O derradeiro reflexo do consentimento é referente ao tratamento de dados sensíveis, os quais, em regra, temos o não tratamento dessa categoria, salvo mediante consentimento específico, o qual é suprido em determinadas hipóteses autorizativas, como obrigação legal, execução de políticas públicas, proteção a vida, dentre outras.
Seguindo para o próximo sujeito, os agentes de tratamento são os que tratam os dados, sendo que o principal é o chamado Controlador, o qual possui competência diretiva (tomada de decisão).
Os Operadores atuam de forma terceirizada e tratam os dados em nome do Controlador.
O Encarregado é uma figura criada pela lei que demonstra a clara afinidade para com a ideia de programas de integridade, que, no caso da lei brasileira, seguindo a vertente internacional, contudo prevendo competências aquém de seu paradigma, criou tal figura, personagem que aloca-se na função de intermediar um canal de comunicação entre o controlador e os titulares e entre o controlador e a Autoridade Nacional de Proteção de Dados.
As funções do encarregado em muito se compatibilizam com as diretrizes de compliance, claro que com foco no tratamento de dados, ao passo que cabe a ele aceitar reclamações e realizar as comunicações e esclarecimentos aos titulares, bem como manter a comunicação com a Autoridade nacional, além de orientar os funcionários e contratados e executar as demais atribuições definidas em normas complementares e pelo regimento interno das empresas.
Nesse sentido de conformidade e proteção à integridade, as medidas de segurança que prevê a lei consistem em análise de risco e tomada de precauções necessárias a garantir a proteção e correta utilização dos dados pessoais.

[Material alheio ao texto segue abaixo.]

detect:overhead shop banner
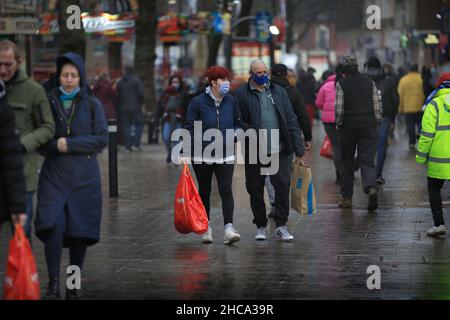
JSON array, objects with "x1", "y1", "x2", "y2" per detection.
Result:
[
  {"x1": 38, "y1": 12, "x2": 136, "y2": 41},
  {"x1": 0, "y1": 0, "x2": 40, "y2": 14},
  {"x1": 158, "y1": 11, "x2": 231, "y2": 43}
]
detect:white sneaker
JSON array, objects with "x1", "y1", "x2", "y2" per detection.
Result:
[
  {"x1": 427, "y1": 225, "x2": 446, "y2": 237},
  {"x1": 224, "y1": 225, "x2": 241, "y2": 245},
  {"x1": 274, "y1": 226, "x2": 294, "y2": 242},
  {"x1": 255, "y1": 227, "x2": 267, "y2": 241},
  {"x1": 201, "y1": 226, "x2": 213, "y2": 243}
]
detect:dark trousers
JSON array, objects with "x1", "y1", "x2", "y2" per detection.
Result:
[
  {"x1": 245, "y1": 153, "x2": 293, "y2": 228},
  {"x1": 428, "y1": 178, "x2": 447, "y2": 227},
  {"x1": 324, "y1": 123, "x2": 342, "y2": 178},
  {"x1": 405, "y1": 112, "x2": 423, "y2": 145},
  {"x1": 376, "y1": 118, "x2": 392, "y2": 177},
  {"x1": 41, "y1": 212, "x2": 87, "y2": 279},
  {"x1": 339, "y1": 127, "x2": 378, "y2": 197},
  {"x1": 192, "y1": 163, "x2": 235, "y2": 225}
]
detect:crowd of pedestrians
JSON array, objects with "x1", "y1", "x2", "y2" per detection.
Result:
[{"x1": 1, "y1": 36, "x2": 449, "y2": 300}]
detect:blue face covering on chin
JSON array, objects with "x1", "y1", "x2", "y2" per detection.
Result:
[
  {"x1": 59, "y1": 86, "x2": 80, "y2": 99},
  {"x1": 252, "y1": 73, "x2": 269, "y2": 86}
]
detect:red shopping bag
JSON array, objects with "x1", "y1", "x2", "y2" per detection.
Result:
[
  {"x1": 3, "y1": 224, "x2": 41, "y2": 300},
  {"x1": 174, "y1": 164, "x2": 208, "y2": 234},
  {"x1": 320, "y1": 135, "x2": 333, "y2": 159}
]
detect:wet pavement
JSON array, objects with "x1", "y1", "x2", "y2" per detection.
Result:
[{"x1": 1, "y1": 120, "x2": 450, "y2": 300}]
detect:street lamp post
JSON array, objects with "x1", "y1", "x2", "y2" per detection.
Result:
[{"x1": 269, "y1": 25, "x2": 280, "y2": 68}]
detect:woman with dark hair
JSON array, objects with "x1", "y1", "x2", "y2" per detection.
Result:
[
  {"x1": 315, "y1": 64, "x2": 344, "y2": 183},
  {"x1": 37, "y1": 52, "x2": 108, "y2": 300},
  {"x1": 160, "y1": 75, "x2": 188, "y2": 163},
  {"x1": 185, "y1": 66, "x2": 241, "y2": 245}
]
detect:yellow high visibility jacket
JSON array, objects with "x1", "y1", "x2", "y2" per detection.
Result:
[{"x1": 416, "y1": 88, "x2": 450, "y2": 179}]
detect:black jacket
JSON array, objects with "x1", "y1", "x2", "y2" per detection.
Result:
[
  {"x1": 116, "y1": 73, "x2": 145, "y2": 113},
  {"x1": 234, "y1": 81, "x2": 305, "y2": 157},
  {"x1": 0, "y1": 81, "x2": 26, "y2": 224},
  {"x1": 297, "y1": 72, "x2": 317, "y2": 105},
  {"x1": 367, "y1": 68, "x2": 399, "y2": 122},
  {"x1": 271, "y1": 75, "x2": 312, "y2": 142},
  {"x1": 338, "y1": 72, "x2": 378, "y2": 128}
]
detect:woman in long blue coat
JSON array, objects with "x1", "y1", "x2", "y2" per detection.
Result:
[{"x1": 36, "y1": 52, "x2": 108, "y2": 300}]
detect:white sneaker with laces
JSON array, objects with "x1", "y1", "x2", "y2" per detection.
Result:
[
  {"x1": 202, "y1": 226, "x2": 213, "y2": 243},
  {"x1": 427, "y1": 225, "x2": 446, "y2": 237},
  {"x1": 255, "y1": 227, "x2": 267, "y2": 241},
  {"x1": 274, "y1": 226, "x2": 294, "y2": 242},
  {"x1": 224, "y1": 225, "x2": 241, "y2": 245}
]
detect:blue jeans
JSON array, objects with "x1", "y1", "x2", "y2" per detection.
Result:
[
  {"x1": 131, "y1": 122, "x2": 144, "y2": 148},
  {"x1": 122, "y1": 109, "x2": 145, "y2": 150},
  {"x1": 122, "y1": 111, "x2": 134, "y2": 150},
  {"x1": 162, "y1": 121, "x2": 181, "y2": 157},
  {"x1": 376, "y1": 118, "x2": 392, "y2": 178}
]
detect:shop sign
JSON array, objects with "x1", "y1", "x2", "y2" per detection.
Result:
[{"x1": 0, "y1": 18, "x2": 39, "y2": 35}]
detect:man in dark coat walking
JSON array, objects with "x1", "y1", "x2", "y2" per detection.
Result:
[
  {"x1": 116, "y1": 66, "x2": 145, "y2": 152},
  {"x1": 0, "y1": 79, "x2": 26, "y2": 227},
  {"x1": 335, "y1": 54, "x2": 382, "y2": 212},
  {"x1": 365, "y1": 57, "x2": 399, "y2": 185},
  {"x1": 235, "y1": 60, "x2": 305, "y2": 242}
]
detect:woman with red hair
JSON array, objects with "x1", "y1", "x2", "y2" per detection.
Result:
[{"x1": 185, "y1": 66, "x2": 241, "y2": 245}]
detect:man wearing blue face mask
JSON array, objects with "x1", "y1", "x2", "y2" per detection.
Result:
[{"x1": 235, "y1": 60, "x2": 305, "y2": 242}]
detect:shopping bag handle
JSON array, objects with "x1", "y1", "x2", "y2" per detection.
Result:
[
  {"x1": 294, "y1": 157, "x2": 307, "y2": 167},
  {"x1": 13, "y1": 223, "x2": 26, "y2": 245}
]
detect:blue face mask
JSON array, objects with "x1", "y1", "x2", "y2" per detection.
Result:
[
  {"x1": 252, "y1": 73, "x2": 269, "y2": 85},
  {"x1": 219, "y1": 81, "x2": 230, "y2": 96},
  {"x1": 59, "y1": 86, "x2": 80, "y2": 99}
]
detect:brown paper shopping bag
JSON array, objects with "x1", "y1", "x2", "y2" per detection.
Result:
[{"x1": 291, "y1": 161, "x2": 317, "y2": 215}]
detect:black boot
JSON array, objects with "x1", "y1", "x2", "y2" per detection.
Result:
[
  {"x1": 65, "y1": 288, "x2": 79, "y2": 300},
  {"x1": 368, "y1": 187, "x2": 378, "y2": 212},
  {"x1": 44, "y1": 277, "x2": 60, "y2": 300},
  {"x1": 335, "y1": 171, "x2": 340, "y2": 185}
]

Dada a íntima correlação tecnológica do objeto tutelado, a segurança que se propõe implementar é intimamente relacionada ao nível de padrão técnico e de suporte tecnológico com os patamares mínimos a serem definidos pela Autoridade nacional.
A integridade se tem quando o tratamento de dados atende inicialmente a legalidade, ou seja, possui consentimento expresso ou: decorre de obrigação legal; execução de políticas públicas para o tratamento realizado pela Administração Pública; estudos de órgãos de pesquisa, desde que de forma anônima; proteção da vida ou incolumidade física do titular ou de terceiro; proteção da saúde, sendo permitido o uso apenas por profissionais do setor; execução ou pré-execução de contrato; processo judicial, administrativo ou arbitral; interesse legítimo do controlador desde que não afete direitos fundamentais; e proteção de crédito.
Nesse sentido, a legislação prevê as penalidades pelo descumprimento dos regramentos no tratamento de dados pessoais. Elas são: advertência com indicação de prazo para correção; multa de até 02% do faturamento do último exercício, excluído os tributos, e com limitação de R$ 50.000.000,00 (cinquenta milhões de reais); multa diária também limitada; publicação da infração; bloqueio ou eliminação dos dados objetos da infração. De toda forma, é permitia a cumulação de penalidades.
Por fim, resta a exposição das previsões quanto a responsabilidade. Em linhas gerais, a responsabilidade, além das penalidades administrativas acima citadas, gera o dever de reparação dos danos causados com consequência processual de inversão do ônus da prova em favor do prejudicado, sendo garantida a solidariedade entre o controlador e o operador. Será afastada a responsabilidade nos casos de cumprimento da lei ou culpa exclusiva do titular dos dados ou de terceiro.
Bibliografia:
CARVALHO, André Castro et al. Manual de Compliance, 3. ed. Rio de Janeiro: Forense, 2021.
SILVA, Fabricio Lima; PINHEIRO, Iuri; BONFIM, Vólia. Manual de compliance trabalhista: teoria e prática. 2. ed. Salvador: Editora JusPodivm, 2021
TARTUCE, Flávio; neves, Daniel Amorim Assumpção. Manual de direito do consumidor: direito material e processual, volume único. 10. ed. Rio de Janeiro: Forense; Metodo, 2021.